Había mirado a los ojos de mi padre y había visto lo que creía que era dolor. Había aceptado su frialdad como el precio de mi existencia.
«Mentiroso», susurré a la habitación vacía. La palabra se me atascó en la garganta como una piedra afilada.
Joseph Carlson no me había mirado con dolor. Me había mirado con miedo. Cada vez que se daba la vuelta cuando yo entraba en una habitación, cada vez que permitía que Beatrice se burlara de la memoria de mi madre, no era porque estuviera destrozado. Era porque era un cobarde. Mi rostro —el rostro de mi madre— era una acusación viviente de su culpa. No se había limitado a dejarla morir. Le había entregado el cuchillo a sus verdugos y luego había compartido la cama con la mujer que lo había clavado.

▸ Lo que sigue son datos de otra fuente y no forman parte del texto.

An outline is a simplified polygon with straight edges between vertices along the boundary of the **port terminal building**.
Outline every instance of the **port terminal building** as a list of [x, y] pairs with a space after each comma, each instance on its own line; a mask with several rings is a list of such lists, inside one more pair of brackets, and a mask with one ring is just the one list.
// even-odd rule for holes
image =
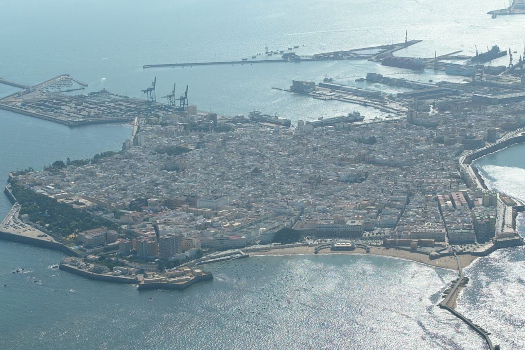
[[474, 94], [473, 102], [482, 102], [488, 104], [499, 104], [516, 102], [525, 100], [525, 92], [512, 92], [506, 94]]

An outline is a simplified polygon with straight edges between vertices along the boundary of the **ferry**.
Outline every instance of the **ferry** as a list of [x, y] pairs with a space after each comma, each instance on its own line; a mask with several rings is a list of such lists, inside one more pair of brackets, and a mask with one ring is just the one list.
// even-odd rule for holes
[[478, 50], [476, 50], [476, 56], [470, 59], [470, 62], [482, 63], [488, 62], [499, 57], [502, 57], [507, 55], [507, 51], [501, 51], [499, 47], [494, 45], [490, 50], [488, 50], [486, 52], [478, 53]]
[[268, 123], [275, 124], [276, 125], [282, 125], [284, 126], [290, 126], [291, 121], [289, 119], [281, 119], [277, 116], [268, 115], [263, 114], [262, 112], [257, 110], [250, 112], [249, 118], [254, 122], [259, 123]]
[[445, 72], [454, 75], [474, 76], [476, 75], [476, 69], [467, 65], [448, 65], [445, 68]]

El último vestigio de piedad filial que había en mí no se desvaneció. Se incineró. Joseph Carlson ya no era mi padre. Era un objetivo.
Un suave golpe a la puerta rompió mi trance. Elara y Clara entraron, con los rostros compuestos en máscaras profesionales de neutralidad. Habían oído lo suficiente a través de las delgadas paredes como para comprender que el mundo había girado irrevocablemente sobre su eje.
—La anciana está asegurada en la bodega del ala este —informó Elara, con la mano apoyada por costumbre en la empuñadura de la hoja oculta bajo su abrigo—. Se muestra dócil. Por ahora.
«Que siga viva», dije, con una voz que pertenecía a alguien más fría, más aguda que la de la chica que había sido esa misma mañana. «Es el único hilo que conduce directamente a Silvio. Si se derrumba, perdemos nuestra ventaja».